It's about damned time.

By MonkeyPox (not verified) on 01 Apr 2010 #permalink

April Fools?

By Josiah Kiehl (not verified) on 01 Apr 2010 #permalink


Whatever direction you decide to take your blog, you can count on me to be a loyal reader of it. Of all the SciBlogs, yours is my favorite.

By Anonymous (not verified) on 01 Apr 2010 #permalink

April fools?

Ah, good old 4/1.

No sprogs?! I do not approve. Why aren't the sprogs starting a Friday journal club, if this is the desired direction? I am vastly more interested in their opinions of much peer-reviewed literature than the bulk of the interwebs. I hope they will at least be willing to publish the occasional work of art. *grumbles*

Seriously, you are a wonderful writer and I am sure the blog will be lovely whatever you decide to do with it. I would humbly suggest you keep at least some short posts in the mix; they can still be about peer-reviewed stuff if that's what you like (can you tell I am digging Ed's pocket science?).

This seems to be a common inflection point among long term bloggers.

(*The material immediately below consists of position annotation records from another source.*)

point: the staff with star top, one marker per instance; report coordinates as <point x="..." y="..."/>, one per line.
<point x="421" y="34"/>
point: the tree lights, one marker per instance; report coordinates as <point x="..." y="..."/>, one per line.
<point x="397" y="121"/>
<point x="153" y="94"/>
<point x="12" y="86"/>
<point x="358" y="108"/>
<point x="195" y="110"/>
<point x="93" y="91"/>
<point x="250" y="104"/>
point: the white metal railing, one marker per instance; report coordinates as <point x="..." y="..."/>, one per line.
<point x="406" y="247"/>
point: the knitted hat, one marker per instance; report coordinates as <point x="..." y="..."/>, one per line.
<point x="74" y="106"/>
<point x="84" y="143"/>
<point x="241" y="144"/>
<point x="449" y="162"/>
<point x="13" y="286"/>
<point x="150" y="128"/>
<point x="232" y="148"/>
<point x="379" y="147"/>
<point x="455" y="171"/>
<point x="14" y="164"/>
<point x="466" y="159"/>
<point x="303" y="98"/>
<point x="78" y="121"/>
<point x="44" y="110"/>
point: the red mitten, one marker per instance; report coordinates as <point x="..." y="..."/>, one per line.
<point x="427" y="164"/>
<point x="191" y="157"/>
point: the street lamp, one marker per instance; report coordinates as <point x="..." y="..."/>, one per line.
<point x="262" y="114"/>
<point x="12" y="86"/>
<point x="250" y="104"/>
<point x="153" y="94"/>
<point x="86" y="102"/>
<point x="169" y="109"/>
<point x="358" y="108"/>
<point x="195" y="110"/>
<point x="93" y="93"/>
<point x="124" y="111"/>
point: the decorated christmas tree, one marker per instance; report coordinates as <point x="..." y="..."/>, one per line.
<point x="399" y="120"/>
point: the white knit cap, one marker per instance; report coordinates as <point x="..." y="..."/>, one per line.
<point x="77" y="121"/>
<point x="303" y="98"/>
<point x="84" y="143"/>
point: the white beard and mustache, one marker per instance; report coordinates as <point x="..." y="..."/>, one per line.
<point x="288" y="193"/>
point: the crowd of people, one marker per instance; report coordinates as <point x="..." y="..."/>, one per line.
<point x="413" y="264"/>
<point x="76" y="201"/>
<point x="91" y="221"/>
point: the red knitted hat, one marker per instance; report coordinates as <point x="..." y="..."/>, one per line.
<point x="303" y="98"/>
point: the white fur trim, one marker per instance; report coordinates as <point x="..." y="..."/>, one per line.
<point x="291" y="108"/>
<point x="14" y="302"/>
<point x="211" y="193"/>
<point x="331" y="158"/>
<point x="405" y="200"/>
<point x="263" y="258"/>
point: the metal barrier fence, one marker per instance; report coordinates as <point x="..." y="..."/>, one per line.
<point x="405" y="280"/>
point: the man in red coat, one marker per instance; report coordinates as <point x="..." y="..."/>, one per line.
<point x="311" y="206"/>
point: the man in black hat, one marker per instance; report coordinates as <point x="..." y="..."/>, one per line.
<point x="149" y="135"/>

If they keep going, they seem to oscillate from focused to unfocused. I haven't gotten there myself, but I've been the irregular blogger for the last nine months due to a number of stressors, so I'm probably overdue for an inevitable focus switch.

Whether or not this is an April-Fool's-related anomaly, I do want to let you know that I really, really enjoyed those posts.

I'd miss the sprog blogging. And the rambling. So I'm hoping it's an April Fool's joke. But--if it isn't, I'd still read you, because you're a good and interesting writer.